I have my doubts. True, the school has many “star” faculty members teaching on the campus, but the fact remains that most of them are still borrowed from top B-schools abroad, such as Kellogg and Wharton. Rao knows the importance of ranking. It was during his tenure in IIM-B that a workshop on ranking B-schools was organized where directors of top business schools, including all IIMs, participated. I greatly benefited from the experience. It was also during his tenure that IIM-B was ranked first (and also last time as the No. 1 B-school) by an Indian business magazine in 2000, beating IIM, Ahmedabad (IIM-A). It surprised me then, too. We also did a survey during the same period and found IIM-A significantly ahead of IIM-B. The difference in the survey results was because of the parameters used for assessment.

In the case of the FT ranking, too, it’s the parameters of assessment used that I feel are not adequate enough. It is significantly dependent on alumni feedback. In India, we have experimented with this and had to drop it as we found their response was very biased towards their alma mater.

Another parameter where ISB scores very high is weighted average salary. In fact, it has been ranked No. 1 against this parameter, leaving behind the likes of Harvard, Wharton and Stanford. The weighted average salary calculated is $169,355, using purchase power parity of about nine, which is fine. The issue here is that average salary alone can’t be taken as an indicator of the placement performance of an institute. Just a few students who are paid very well can distort the real picture. The average salary figures go down if a B-school has a large batch size. In my view, median salary is a better indicator of the salary that a student gets on an average. Also, weightage needs to be given to the maximum and minimum salary offered to get a clear picture of placements by any B-school. Then there is another issue, especially in India, how an institute calculates its average salary, which sometimes is inflated using CTC (cost to company) gimmicks.
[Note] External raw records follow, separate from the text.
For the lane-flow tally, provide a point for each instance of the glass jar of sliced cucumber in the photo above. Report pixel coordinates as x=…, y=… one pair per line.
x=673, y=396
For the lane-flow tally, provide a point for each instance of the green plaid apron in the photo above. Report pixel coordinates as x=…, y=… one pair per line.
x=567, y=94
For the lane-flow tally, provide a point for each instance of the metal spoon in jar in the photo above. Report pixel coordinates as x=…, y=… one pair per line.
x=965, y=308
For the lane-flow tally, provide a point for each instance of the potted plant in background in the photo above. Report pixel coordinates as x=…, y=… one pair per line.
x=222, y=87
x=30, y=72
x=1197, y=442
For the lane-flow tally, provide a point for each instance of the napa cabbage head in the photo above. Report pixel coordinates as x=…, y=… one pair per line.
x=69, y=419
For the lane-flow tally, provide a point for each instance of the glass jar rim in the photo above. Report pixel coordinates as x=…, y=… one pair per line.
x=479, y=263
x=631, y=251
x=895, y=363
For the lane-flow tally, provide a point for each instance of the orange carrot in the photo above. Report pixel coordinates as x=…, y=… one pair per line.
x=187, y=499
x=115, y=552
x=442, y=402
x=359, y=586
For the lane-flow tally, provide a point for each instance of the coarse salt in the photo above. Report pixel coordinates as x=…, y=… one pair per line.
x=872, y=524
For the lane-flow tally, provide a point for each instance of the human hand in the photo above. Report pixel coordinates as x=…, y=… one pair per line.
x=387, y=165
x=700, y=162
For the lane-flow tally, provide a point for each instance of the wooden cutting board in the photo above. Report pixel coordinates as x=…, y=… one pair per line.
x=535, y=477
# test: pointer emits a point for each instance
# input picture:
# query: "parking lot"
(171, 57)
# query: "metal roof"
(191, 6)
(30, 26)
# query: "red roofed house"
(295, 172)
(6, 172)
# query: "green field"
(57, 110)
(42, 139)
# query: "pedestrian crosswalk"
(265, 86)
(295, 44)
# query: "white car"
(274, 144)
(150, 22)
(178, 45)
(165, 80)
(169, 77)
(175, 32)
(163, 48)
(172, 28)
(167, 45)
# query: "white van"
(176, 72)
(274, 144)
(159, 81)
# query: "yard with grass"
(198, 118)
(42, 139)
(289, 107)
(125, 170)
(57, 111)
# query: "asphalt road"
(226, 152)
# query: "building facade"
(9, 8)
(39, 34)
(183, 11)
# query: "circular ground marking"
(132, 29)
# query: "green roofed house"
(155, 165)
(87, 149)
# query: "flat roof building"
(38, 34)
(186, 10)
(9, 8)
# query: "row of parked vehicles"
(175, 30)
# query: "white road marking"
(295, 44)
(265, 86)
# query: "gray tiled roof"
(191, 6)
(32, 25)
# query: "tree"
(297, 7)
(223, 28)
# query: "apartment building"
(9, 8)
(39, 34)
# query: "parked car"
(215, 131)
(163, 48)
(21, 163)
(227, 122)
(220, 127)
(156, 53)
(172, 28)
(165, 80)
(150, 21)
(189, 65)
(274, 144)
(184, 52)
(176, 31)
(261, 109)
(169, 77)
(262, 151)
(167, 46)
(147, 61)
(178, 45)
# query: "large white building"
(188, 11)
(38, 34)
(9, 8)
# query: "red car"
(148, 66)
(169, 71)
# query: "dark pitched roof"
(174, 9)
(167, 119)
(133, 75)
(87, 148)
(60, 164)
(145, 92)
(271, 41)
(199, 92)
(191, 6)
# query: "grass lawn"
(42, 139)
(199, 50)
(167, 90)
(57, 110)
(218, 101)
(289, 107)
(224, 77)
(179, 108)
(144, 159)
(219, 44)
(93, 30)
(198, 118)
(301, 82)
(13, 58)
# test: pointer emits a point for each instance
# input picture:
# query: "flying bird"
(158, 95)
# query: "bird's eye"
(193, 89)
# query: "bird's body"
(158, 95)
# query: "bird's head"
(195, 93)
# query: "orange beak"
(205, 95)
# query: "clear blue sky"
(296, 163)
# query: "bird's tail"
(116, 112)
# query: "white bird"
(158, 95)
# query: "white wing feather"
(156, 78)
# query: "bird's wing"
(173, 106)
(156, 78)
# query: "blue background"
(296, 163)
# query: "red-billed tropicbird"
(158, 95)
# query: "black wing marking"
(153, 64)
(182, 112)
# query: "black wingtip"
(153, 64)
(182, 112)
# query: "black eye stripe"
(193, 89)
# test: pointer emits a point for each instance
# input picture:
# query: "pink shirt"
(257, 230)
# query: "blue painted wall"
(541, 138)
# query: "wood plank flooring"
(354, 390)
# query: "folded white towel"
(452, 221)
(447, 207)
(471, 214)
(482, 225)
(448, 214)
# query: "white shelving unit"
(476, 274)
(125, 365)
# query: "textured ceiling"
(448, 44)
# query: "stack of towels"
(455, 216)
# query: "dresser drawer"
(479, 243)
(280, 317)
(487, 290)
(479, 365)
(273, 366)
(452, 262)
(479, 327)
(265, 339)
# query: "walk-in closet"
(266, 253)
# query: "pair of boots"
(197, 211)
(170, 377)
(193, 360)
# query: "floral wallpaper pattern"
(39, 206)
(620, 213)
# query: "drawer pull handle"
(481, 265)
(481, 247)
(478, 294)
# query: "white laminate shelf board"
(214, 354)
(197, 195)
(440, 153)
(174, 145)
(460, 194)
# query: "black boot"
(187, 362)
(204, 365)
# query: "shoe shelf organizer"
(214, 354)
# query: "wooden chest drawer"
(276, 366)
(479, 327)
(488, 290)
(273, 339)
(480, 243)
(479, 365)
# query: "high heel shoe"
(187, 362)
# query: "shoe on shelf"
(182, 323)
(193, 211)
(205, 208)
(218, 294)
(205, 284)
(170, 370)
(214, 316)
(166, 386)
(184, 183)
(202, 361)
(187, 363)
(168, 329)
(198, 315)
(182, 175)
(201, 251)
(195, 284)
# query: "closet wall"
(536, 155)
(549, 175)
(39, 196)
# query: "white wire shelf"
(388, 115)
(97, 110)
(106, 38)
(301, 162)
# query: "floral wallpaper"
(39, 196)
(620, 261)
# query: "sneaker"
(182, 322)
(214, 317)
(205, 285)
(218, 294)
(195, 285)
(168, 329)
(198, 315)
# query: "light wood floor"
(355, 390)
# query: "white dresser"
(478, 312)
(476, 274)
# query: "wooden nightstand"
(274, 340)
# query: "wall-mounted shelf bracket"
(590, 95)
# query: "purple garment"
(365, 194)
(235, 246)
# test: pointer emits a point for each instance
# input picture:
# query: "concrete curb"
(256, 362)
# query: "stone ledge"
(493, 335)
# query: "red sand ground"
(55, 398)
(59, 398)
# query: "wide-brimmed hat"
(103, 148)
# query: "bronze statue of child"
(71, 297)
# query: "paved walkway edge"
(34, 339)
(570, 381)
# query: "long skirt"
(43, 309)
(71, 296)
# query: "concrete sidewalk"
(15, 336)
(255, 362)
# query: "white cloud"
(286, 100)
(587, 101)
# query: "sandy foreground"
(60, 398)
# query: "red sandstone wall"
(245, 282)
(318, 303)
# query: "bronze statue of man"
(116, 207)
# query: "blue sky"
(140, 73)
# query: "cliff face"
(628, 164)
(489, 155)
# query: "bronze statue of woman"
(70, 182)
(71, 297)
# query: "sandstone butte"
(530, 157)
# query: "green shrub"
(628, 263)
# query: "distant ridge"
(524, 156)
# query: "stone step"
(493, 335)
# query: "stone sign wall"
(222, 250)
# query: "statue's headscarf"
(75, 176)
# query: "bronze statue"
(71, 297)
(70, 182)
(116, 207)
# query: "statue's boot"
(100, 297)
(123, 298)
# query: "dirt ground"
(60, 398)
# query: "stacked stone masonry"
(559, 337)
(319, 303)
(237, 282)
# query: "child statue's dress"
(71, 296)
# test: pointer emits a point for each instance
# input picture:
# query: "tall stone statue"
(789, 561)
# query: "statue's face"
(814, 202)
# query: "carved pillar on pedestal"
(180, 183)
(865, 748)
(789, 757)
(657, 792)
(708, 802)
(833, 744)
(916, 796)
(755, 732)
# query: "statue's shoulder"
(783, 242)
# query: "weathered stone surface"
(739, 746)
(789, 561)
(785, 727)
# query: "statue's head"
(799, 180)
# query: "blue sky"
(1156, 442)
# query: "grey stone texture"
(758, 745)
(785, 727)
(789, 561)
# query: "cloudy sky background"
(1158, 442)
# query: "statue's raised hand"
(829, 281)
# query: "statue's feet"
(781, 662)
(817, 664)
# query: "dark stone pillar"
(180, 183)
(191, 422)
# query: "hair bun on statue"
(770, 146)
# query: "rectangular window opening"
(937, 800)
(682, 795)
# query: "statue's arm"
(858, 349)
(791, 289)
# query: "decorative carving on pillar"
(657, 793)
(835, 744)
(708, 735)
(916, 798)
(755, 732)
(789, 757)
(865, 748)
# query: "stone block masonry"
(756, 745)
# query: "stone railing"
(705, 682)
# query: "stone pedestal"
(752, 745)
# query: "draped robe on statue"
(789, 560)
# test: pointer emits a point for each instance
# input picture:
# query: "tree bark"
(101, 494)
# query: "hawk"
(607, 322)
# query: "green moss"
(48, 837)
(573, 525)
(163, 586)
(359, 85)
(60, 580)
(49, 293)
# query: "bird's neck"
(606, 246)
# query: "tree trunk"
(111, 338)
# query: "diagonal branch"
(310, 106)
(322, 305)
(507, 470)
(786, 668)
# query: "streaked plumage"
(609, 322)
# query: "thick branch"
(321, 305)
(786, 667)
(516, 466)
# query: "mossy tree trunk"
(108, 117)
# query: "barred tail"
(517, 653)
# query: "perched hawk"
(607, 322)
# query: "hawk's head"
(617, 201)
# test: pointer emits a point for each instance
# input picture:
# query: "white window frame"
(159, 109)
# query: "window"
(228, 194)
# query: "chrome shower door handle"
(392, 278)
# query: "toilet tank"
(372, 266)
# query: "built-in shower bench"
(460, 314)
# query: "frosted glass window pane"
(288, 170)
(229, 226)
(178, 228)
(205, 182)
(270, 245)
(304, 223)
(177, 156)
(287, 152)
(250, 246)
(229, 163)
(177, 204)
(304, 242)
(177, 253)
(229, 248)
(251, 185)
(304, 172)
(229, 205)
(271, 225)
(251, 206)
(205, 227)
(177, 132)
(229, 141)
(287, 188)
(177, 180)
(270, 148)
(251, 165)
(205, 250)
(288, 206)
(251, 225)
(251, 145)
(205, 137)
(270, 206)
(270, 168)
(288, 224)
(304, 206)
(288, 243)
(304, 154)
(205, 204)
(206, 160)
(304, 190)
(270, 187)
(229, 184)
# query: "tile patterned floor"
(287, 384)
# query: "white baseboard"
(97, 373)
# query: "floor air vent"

Meanwhile, to be eligible to participate in the FT ranking, a business school must be internationally accredited by a body such as the AACSB, Amba or Equis; that’s the reason why the IIMs were kept out. ISB is yet to be accredited, though it has started the process. About 20 Indian B-schools, including some IIMs, have applied for such accreditation but none has received it, yet. But, whatever might have been the flaws in this FT ranking, ISB has managed to accomplish one of the important components of its vision statement: to be ranked among the top B-schools globally.

Ranking exercises now have different meanings for different people. It can be a tool to elevate the standards of education. It can also be a good public relations exercise to highlight an institute among its principal customers, that is, prospective students and recruiters. The people behind ISB will hopefully use it as an opportunity to further hasten its growth story in true measure.

Premchand Palety is director of Centre for Forecasting & Research (C-fore) in New Delhi, from where he keeps a close eye on India’s business schools.